Simplicité et agilité pour un retour sur investissement rapide
Dopée depuis dix-huit mois par un contexte économique tendu, la migration vers le SaaS s'accélère. "Tous les indicateurs confirment cette évolution. Au-delà d'une simple tendance qui serait uniquement soutenue par des stratégies marketing opportunistes. Dans une période critique, les entreprises doivent être d'autant plus agiles et adaptables, autant pour faire face aux événements que pour anticiper dans les meilleures conditions la sortie de crise. De ce fait, les organisations sont encore plus vigilantes en matière d'investissements en logiciels. Séduites par la facilité d'accès, la souplesse et la modularité d'un déploiement en mode SaaS, les entreprises mettent principalement en avant des motivations financières, comme l'absence d'acquisition de licence, les incidences fiscales comptables de la logique de "redevance" et le retour sur investissement rapide." analyse Jérôme Romméis.
Des ressources internes optimisées
Au-delà de cette résonance financière, d'autres paramètres importants émergent. On ne peut réduire le choix d'orientation vers le modèle SaaS à une équation économique "augmentation des OPEX" (dépenses de fonctionnement) versus "limitation des CAPEX" (investissements). L'entreprise doit aussi appréhender l'intégration des solutions en mode SaaS dans les outils existants (synchronisation des données, sécurité des informations, etc.). L'enjeu majeur relève d'une problématique d'engagement et de disponibilité optimale des ressources informatiques internes. Certains domaines applicatifs "génériques"(CRM, Trésorerie, Paie...) ont toute légitimité à être externalisés, libérant ainsi des ressources informatiques qui profiteront au cœur de métier de l'entreprise. Les évolutions réglementaires et notamment la mise en conformité de la communication bancaire (SEPA, EBICS) nourrissent également la réflexion vers l'hébergement, le mode SaaS générant automatiquement la mise à niveau des applications.

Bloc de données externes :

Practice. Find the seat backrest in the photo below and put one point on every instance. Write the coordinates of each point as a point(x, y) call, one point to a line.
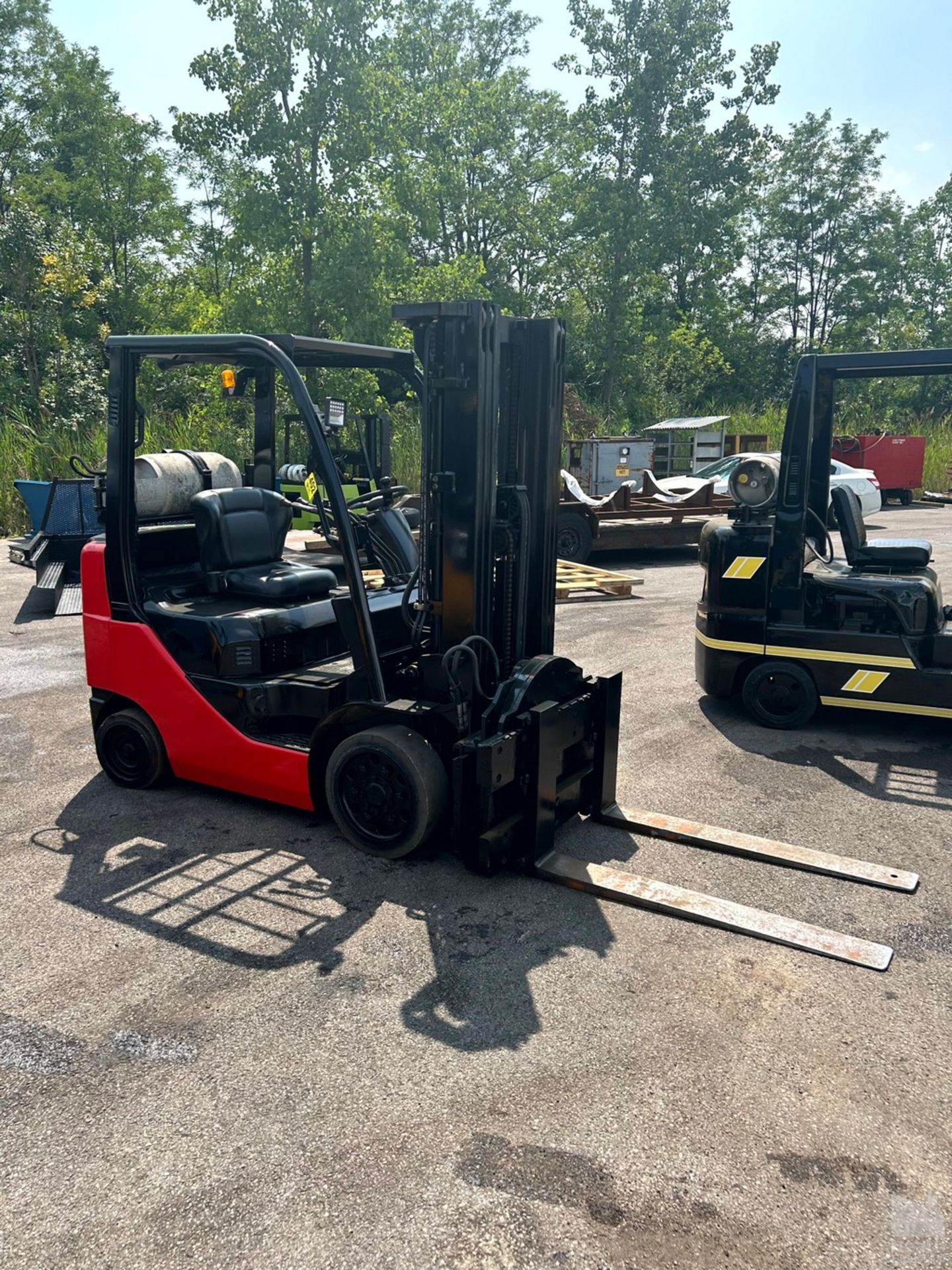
point(850, 519)
point(393, 542)
point(240, 527)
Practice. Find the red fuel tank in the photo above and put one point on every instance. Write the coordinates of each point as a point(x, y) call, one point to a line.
point(898, 461)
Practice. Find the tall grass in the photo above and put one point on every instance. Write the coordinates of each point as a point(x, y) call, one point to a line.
point(40, 451)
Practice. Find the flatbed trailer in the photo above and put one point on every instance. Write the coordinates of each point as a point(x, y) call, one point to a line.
point(633, 523)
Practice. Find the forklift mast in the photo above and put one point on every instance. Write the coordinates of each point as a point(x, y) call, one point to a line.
point(492, 437)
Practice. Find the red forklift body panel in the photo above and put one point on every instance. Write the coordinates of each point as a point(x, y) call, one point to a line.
point(898, 461)
point(128, 659)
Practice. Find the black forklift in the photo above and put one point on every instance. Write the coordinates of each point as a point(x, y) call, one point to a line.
point(434, 705)
point(786, 624)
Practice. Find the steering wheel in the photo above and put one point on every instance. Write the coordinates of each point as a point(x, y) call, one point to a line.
point(371, 495)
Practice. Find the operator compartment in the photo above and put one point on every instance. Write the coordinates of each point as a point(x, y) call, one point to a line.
point(218, 588)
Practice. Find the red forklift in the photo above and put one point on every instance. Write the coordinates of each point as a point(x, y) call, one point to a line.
point(787, 625)
point(432, 705)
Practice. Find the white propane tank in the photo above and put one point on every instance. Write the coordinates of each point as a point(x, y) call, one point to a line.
point(165, 483)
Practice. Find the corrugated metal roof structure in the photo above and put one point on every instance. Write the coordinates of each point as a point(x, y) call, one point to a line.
point(687, 425)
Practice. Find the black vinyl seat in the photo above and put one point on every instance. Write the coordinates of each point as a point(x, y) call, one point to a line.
point(240, 542)
point(391, 540)
point(896, 554)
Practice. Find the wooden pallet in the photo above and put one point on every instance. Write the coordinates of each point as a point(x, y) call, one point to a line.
point(569, 578)
point(586, 577)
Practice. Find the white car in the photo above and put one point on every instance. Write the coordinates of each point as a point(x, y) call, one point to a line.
point(861, 480)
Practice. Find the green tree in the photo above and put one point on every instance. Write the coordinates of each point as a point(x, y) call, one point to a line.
point(658, 66)
point(300, 116)
point(476, 158)
point(820, 211)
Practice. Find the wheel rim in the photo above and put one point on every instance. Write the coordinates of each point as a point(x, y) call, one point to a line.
point(127, 753)
point(781, 695)
point(569, 541)
point(376, 796)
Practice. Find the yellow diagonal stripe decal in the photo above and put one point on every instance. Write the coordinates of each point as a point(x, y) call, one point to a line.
point(865, 681)
point(744, 567)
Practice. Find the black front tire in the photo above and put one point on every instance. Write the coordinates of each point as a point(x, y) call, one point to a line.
point(131, 751)
point(387, 790)
point(573, 538)
point(781, 695)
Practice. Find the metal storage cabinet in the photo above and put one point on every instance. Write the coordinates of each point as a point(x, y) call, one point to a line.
point(602, 464)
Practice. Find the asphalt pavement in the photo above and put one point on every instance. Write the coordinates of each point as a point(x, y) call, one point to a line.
point(227, 1039)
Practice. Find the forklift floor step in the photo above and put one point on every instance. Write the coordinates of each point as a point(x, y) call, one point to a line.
point(662, 897)
point(70, 603)
point(51, 577)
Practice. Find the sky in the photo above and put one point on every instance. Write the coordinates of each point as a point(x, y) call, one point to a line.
point(880, 64)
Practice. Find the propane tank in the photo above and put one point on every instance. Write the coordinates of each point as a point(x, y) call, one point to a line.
point(167, 483)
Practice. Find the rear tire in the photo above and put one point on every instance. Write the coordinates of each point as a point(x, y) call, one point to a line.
point(781, 695)
point(573, 538)
point(131, 751)
point(386, 789)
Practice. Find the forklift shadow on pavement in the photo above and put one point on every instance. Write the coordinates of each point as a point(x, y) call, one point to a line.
point(263, 888)
point(903, 761)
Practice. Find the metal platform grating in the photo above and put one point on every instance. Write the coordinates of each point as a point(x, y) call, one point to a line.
point(70, 603)
point(51, 575)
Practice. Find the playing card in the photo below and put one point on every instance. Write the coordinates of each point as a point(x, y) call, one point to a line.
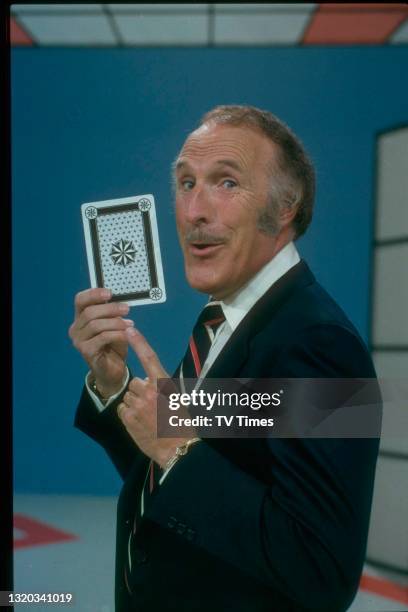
point(122, 246)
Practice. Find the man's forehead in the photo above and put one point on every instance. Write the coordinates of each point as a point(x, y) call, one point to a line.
point(224, 142)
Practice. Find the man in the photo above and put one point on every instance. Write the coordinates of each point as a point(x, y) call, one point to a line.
point(248, 525)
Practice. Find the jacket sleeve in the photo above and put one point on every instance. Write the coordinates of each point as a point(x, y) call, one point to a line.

Une réponse adaptée aux évolutions des organisations
En revanche, les "poumons métiers" (en particulier l'ERP) relevant de l'expertise propre à l'entreprise sont encore, à l'heure actuelle, beaucoup moins sensibles au modèle SaaS. L'arbitrage entre locatif On-demand et licence On-premise relève en premier lieu d'une décision stratégique concertée, pilotée par la DSI en fonction d'impératifs structurels : changement d'organisation volontaire ou subi, possibilité de "reprendre la main" facilement avec des conséquences financières maîtrisées, grâce à la réversibilité. Enfin, autre point qui ne doit pas être négligé : l'adoption par les utilisateurs ! L'adoption des NTIC par l'individu s'est accélérée. Ils sont donc de plus en plus prêts à "consommer" des fonctions de leur ERP sur le Web ajoute Jérôme Romméis.
Aujourd'hui, pour répondre aux enjeux techniques et financiers des entreprises, il est indispensable de proposer différents modèles adaptables au grè des évolutions.